Accuse dirette alla presidente del Consiglio
L’intervento di Di Battista si è trasformato in una vera e propria requisitoria contro Giorgia Meloni. “Ricordo che il primo leader a cui ha telefonato dopo la vittoria elettorale è stato Netanyahu – ha affermato – e fondamentalmente Giorgia Meloni sostiene politicamente il genocidio in Palestina. Questa è la realtà”. Un’affermazione gravissima, che imputa alla premier una responsabilità morale e politica per le scelte (o non-scelte) compiute nei mesi successivi allo scoppio del conflitto.
Secondo Di Battista, la presidente del Consiglio avrebbe potuto intraprendere diverse azioni concrete, ma ha scelto “il silenzio, la complicità, la pavidità e il giustificazionismo peloso”. Un’accusa che si traduce in una condanna senza appello: “Oggi, politicamente parlando, ha le mani sporche del sangue dei bambini e dei neonati palestinesi”.

Le critiche all’Unione europea
Nel mirino dell’ex parlamentare non c’è solo l’Italia. Anche l’Unione europea viene accusata di immobilismo e ipocrisia. Di Battista ha evidenziato come, di fronte alla guerra in Ucraina, l’UE abbia varato ben 17 pacchetti di sanzioni contro la Russia, mentre nessuna misura sanzionatoria è stata presa nei confronti di Israele, definito come uno “Stato terrorista e genocida”.

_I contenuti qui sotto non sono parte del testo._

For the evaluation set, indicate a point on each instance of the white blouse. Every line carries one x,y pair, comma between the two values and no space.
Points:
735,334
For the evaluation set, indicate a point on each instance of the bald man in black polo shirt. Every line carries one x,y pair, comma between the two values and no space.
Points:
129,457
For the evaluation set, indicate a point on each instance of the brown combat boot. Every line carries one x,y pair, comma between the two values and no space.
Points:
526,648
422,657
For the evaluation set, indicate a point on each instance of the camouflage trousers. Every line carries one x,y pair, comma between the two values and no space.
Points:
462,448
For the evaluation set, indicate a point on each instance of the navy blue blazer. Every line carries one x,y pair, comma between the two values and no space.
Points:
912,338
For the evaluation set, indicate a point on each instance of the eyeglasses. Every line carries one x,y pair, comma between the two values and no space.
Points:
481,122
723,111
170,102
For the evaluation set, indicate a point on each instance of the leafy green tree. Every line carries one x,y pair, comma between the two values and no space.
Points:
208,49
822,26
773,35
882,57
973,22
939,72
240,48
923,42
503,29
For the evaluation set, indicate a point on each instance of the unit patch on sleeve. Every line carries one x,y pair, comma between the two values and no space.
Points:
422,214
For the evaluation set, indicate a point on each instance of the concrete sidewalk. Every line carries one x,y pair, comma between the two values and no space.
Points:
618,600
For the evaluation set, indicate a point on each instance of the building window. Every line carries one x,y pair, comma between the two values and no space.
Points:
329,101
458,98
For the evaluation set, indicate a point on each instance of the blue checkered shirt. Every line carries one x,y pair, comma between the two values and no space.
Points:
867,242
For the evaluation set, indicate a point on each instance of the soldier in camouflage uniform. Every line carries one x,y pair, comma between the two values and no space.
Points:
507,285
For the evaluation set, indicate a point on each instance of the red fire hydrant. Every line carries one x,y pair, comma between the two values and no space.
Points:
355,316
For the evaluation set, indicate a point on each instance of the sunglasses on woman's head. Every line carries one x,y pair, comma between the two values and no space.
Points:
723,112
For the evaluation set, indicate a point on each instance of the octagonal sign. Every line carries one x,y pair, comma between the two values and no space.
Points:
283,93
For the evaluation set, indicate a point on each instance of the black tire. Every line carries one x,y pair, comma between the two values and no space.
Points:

La differenza di trattamento tra i due conflitti, secondo Di Battista, dimostra una doppia morale nella gestione delle crisi internazionali, dettata più da interessi geopolitici che da un reale impegno per la tutela dei diritti umani. “Solo ora, evidentemente costretti dalle pressioni dell’opinione pubblica e dalle grandi manifestazioni europee, alcuni leader hanno deciso di discutere la possibilità di cancellare accordi con Israele. Ma neppure questo è stato accettato da Meloni e dalla Germania”.
Un intervento che divide l’opinione pubblica
Le parole di Alessandro Di Battista hanno immediatamente diviso il pubblico, tra chi apprezza il coraggio della denuncia e chi invece lo accusa di strumentalizzazione politica. Tuttavia, il suo intervento ha avuto il merito di riaccendere il dibattito su un tema che spesso fatica a trovare spazio nel confronto parlamentare e mediatico italiano: il ruolo del nostro Paese nei teatri di guerra internazionali e la coerenza della sua politica estera rispetto ai principi umanitari e costituzionali.
Nel contesto di una guerra che continua a mietere vittime tra i civili e che pone l’Europa di fronte a scelte morali difficili, le accuse rivolte alla premier aprono una riflessione profonda sulla responsabilità delle istituzioni democratiche in tempo di conflitto. E sulla necessità, secondo voci come quella di Di Battista, di scegliere da che parte stare.